Die organischen Reste vermischten sich im Laufe der Zeit am Meeresgrund mit Resten von verwitterten Gesteinen, die durch Flüsse in die Meere transportiert wurden und bildeten einen Faulschlamm (Sapropel) am Meeresgrund.

Mit der Ablagerung weiterer Materialien wandelt sich diese Schicht unter der hohen Last in einen schiefriegen Ton und letztendlich in einen Tonschiefer um. Somit entstand das Muttergesetin von Erdöl mit einem Organikgehalt von ca. 1 bis 2 Prozent. Durch die Umlagerung des Muttergesteins mit anderen Gesteinen sank es immer tiefer in das Erdinnere und wurde durch die natürliche Erdwärme aufgeheizt.

Nun konnte die eigentliche Bildung von Erdöl erfolgen.

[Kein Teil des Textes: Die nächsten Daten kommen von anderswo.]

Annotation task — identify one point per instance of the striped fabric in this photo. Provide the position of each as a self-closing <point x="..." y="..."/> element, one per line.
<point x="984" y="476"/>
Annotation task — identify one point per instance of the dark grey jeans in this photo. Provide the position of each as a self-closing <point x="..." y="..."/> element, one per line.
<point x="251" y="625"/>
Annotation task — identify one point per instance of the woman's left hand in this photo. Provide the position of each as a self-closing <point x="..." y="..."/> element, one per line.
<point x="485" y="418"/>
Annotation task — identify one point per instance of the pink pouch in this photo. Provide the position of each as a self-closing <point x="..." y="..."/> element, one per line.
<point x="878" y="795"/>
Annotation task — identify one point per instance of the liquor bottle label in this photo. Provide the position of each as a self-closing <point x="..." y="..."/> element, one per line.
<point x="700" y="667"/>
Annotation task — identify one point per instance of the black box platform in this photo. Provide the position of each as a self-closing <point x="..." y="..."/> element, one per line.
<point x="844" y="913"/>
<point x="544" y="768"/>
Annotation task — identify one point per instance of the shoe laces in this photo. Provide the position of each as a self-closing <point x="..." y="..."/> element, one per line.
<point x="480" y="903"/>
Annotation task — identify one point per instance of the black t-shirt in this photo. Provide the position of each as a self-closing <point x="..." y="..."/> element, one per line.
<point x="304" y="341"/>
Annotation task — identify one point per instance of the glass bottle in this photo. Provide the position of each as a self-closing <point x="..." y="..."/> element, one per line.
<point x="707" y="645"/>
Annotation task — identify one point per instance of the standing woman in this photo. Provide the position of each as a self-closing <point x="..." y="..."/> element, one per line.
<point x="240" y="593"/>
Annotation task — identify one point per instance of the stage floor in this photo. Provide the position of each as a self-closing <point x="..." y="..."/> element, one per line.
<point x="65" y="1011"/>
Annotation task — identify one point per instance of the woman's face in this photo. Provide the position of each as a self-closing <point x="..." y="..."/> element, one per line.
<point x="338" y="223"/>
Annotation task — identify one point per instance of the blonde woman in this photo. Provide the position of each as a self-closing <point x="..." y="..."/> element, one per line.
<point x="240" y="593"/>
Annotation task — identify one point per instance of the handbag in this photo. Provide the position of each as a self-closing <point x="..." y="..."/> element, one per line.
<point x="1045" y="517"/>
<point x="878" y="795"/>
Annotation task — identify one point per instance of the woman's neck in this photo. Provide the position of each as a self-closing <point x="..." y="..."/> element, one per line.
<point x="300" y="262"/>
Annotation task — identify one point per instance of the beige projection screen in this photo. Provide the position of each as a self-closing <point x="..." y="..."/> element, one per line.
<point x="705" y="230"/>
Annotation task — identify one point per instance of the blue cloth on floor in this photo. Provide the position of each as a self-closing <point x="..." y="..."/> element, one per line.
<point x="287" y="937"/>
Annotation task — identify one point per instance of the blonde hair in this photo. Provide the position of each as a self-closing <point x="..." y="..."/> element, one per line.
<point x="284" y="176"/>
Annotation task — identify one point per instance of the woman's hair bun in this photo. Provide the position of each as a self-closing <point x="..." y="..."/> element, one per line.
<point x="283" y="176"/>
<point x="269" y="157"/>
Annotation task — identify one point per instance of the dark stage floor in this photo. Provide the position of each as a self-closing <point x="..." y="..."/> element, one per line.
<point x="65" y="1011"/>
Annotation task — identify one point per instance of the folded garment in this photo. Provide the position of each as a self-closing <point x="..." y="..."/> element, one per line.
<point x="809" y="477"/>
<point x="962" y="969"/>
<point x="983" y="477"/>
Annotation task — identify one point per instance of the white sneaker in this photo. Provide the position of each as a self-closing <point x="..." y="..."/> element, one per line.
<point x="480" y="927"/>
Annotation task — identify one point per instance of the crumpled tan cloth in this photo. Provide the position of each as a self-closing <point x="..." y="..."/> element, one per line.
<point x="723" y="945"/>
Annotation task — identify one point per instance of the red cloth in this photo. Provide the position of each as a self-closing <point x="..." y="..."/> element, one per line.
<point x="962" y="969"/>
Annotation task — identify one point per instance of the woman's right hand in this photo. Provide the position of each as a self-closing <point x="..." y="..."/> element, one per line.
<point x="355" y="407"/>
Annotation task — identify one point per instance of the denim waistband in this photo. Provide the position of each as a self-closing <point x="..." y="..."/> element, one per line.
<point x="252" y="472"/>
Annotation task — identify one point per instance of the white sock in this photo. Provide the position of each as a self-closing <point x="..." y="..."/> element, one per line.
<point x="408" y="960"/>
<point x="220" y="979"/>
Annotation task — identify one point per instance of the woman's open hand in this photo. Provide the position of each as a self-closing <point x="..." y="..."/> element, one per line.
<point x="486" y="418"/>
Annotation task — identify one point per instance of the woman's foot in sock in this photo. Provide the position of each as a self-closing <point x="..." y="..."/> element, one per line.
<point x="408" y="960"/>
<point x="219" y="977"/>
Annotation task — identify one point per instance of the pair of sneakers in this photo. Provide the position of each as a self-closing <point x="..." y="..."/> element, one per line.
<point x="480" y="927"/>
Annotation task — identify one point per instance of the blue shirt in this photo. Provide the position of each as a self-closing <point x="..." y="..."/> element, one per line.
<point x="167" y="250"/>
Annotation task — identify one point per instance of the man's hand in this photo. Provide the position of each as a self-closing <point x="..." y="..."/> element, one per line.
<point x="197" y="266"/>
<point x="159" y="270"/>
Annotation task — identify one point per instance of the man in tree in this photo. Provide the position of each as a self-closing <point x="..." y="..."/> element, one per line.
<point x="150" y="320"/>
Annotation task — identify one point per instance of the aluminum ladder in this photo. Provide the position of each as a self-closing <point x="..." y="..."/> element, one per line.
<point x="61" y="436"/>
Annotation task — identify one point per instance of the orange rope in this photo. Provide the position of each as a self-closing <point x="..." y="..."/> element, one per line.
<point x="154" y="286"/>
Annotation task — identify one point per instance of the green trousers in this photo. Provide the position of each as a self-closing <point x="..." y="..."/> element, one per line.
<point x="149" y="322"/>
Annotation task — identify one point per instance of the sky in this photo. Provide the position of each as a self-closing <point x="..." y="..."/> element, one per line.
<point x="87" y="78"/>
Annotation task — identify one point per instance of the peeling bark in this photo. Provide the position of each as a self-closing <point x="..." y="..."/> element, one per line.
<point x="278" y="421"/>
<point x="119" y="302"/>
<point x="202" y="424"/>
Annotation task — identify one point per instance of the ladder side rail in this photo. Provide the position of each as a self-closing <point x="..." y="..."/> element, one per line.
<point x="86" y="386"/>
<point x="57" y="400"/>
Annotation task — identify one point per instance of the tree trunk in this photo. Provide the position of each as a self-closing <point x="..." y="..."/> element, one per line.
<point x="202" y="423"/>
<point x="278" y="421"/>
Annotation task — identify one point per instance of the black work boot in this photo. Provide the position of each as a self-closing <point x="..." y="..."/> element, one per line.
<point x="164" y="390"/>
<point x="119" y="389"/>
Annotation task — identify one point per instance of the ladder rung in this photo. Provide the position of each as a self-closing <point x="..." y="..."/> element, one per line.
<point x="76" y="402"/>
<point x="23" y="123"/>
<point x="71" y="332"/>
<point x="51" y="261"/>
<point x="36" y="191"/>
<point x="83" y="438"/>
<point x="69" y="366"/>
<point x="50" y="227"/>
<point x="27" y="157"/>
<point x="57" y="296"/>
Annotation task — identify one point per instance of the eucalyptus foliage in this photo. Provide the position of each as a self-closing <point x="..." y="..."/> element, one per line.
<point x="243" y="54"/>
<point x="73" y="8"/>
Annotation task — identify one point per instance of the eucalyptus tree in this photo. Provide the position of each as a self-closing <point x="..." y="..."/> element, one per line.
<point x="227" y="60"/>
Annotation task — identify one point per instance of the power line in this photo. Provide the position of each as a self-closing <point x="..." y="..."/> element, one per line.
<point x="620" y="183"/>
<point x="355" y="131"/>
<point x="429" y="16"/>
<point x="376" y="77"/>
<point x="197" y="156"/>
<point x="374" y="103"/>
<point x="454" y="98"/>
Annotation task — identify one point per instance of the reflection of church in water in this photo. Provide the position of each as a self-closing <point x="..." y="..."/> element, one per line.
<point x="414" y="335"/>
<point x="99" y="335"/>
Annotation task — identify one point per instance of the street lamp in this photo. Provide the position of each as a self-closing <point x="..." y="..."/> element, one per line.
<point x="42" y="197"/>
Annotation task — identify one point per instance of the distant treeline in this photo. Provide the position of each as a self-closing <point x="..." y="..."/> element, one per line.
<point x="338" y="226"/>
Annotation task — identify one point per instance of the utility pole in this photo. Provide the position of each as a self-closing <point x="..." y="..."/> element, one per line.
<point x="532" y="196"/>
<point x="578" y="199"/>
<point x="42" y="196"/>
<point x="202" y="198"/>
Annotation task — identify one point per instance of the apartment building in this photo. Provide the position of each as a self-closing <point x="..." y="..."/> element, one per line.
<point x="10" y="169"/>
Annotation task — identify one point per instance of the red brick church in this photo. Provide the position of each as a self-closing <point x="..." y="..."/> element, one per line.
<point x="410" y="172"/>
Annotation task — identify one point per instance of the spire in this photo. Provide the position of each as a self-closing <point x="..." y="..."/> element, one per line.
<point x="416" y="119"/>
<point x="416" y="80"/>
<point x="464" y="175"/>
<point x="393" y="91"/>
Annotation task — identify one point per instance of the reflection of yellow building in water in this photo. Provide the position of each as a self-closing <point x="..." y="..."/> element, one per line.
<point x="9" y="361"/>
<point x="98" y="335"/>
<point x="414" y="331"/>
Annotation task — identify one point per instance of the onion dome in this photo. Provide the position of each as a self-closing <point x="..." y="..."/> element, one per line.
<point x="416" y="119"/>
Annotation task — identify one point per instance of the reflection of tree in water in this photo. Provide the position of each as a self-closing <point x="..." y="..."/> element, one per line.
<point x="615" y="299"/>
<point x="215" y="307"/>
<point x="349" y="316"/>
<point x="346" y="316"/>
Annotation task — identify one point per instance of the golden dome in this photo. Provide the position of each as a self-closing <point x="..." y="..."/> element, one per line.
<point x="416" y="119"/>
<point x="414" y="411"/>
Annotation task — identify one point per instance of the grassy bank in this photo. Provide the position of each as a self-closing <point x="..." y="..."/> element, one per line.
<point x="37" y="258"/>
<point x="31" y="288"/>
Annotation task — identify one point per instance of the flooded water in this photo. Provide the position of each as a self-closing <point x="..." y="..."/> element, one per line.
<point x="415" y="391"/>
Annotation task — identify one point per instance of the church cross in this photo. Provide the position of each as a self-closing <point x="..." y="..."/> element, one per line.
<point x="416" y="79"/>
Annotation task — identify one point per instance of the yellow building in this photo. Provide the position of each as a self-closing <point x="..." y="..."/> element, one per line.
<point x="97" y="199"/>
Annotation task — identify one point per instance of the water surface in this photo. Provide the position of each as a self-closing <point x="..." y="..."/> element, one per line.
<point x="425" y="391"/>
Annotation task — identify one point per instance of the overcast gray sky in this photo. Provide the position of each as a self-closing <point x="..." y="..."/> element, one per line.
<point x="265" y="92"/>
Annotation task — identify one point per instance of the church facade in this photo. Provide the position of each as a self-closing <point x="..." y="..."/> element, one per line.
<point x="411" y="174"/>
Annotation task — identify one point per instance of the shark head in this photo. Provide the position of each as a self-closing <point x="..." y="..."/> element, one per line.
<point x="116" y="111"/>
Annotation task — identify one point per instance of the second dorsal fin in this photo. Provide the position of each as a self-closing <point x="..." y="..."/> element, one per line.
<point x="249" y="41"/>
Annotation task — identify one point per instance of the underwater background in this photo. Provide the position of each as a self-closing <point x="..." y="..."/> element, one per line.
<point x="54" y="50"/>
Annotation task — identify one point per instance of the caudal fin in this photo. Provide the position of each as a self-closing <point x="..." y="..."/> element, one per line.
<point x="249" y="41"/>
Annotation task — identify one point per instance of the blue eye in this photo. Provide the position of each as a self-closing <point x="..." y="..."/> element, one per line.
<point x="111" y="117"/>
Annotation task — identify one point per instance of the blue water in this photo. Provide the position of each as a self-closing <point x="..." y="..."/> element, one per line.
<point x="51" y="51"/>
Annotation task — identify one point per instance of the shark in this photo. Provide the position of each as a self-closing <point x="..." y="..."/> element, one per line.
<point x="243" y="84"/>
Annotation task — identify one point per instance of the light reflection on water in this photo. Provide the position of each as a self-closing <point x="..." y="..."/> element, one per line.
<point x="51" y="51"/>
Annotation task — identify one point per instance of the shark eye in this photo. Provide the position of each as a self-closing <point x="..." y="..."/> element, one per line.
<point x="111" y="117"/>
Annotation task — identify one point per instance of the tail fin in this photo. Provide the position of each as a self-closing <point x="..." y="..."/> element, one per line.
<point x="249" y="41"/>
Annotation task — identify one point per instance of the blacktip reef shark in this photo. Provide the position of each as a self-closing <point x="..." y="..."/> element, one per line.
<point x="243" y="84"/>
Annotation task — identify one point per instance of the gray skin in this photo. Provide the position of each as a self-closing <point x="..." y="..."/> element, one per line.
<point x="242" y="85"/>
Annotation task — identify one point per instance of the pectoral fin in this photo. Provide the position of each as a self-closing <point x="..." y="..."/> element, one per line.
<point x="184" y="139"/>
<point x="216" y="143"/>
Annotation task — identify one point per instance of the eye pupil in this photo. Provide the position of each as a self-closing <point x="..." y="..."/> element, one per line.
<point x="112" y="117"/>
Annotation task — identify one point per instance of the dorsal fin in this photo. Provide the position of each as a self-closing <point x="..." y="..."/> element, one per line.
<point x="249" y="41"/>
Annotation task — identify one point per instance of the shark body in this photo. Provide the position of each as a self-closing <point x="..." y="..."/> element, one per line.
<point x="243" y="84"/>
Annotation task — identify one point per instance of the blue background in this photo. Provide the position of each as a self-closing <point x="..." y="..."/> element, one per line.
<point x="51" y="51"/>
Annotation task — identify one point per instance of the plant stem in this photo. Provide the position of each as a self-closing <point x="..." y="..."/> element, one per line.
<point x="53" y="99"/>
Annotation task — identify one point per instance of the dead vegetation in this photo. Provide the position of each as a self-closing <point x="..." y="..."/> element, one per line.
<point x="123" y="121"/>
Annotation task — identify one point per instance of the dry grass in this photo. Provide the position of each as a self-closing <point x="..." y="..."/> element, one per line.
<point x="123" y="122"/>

Dabei geschah dies sehr langsam und dauerte Jahrmillionen. Sie erfolgte in vielen komplexen Stufen. Vereinfacht lässt sich die dies aber folgendermaßen beschreiben:

Aufgrund des sehr hohen Druckes und der sehr hohen Temeperatur im Muttergestein kam es zu einer Aufspaltung des organischen Materials in einfache organisch-chemische Verbindungen, wie beispielsweise Methan oder Benzol, sowie zur Wiederanlagung dieser Verbindungen zu komplexeren Verbindungen. Dabei bildete sich bei Temperaturen von 65 bis 120°C in einer Tiefe von 2000 bis 4000 Metern Erdöl.

Als Vorraussetzung für die Bildung der Lagerstätten waren undurchlässige Deckgesteine, die das Erdöl daran hinderten aufgrund seiner Dichte an die Erdoberfläche zu gelangen. Dabei sammelten sich das Erdöl unter solchen Deckschichten.

Diese Vorgänge sind nicht abgeschlosse, also bildet sich auch heute noch Erdöl.

Aus abgestorbener Biomasse. ( Kohlenwasserstoffe mit gebundener Solarenergie ).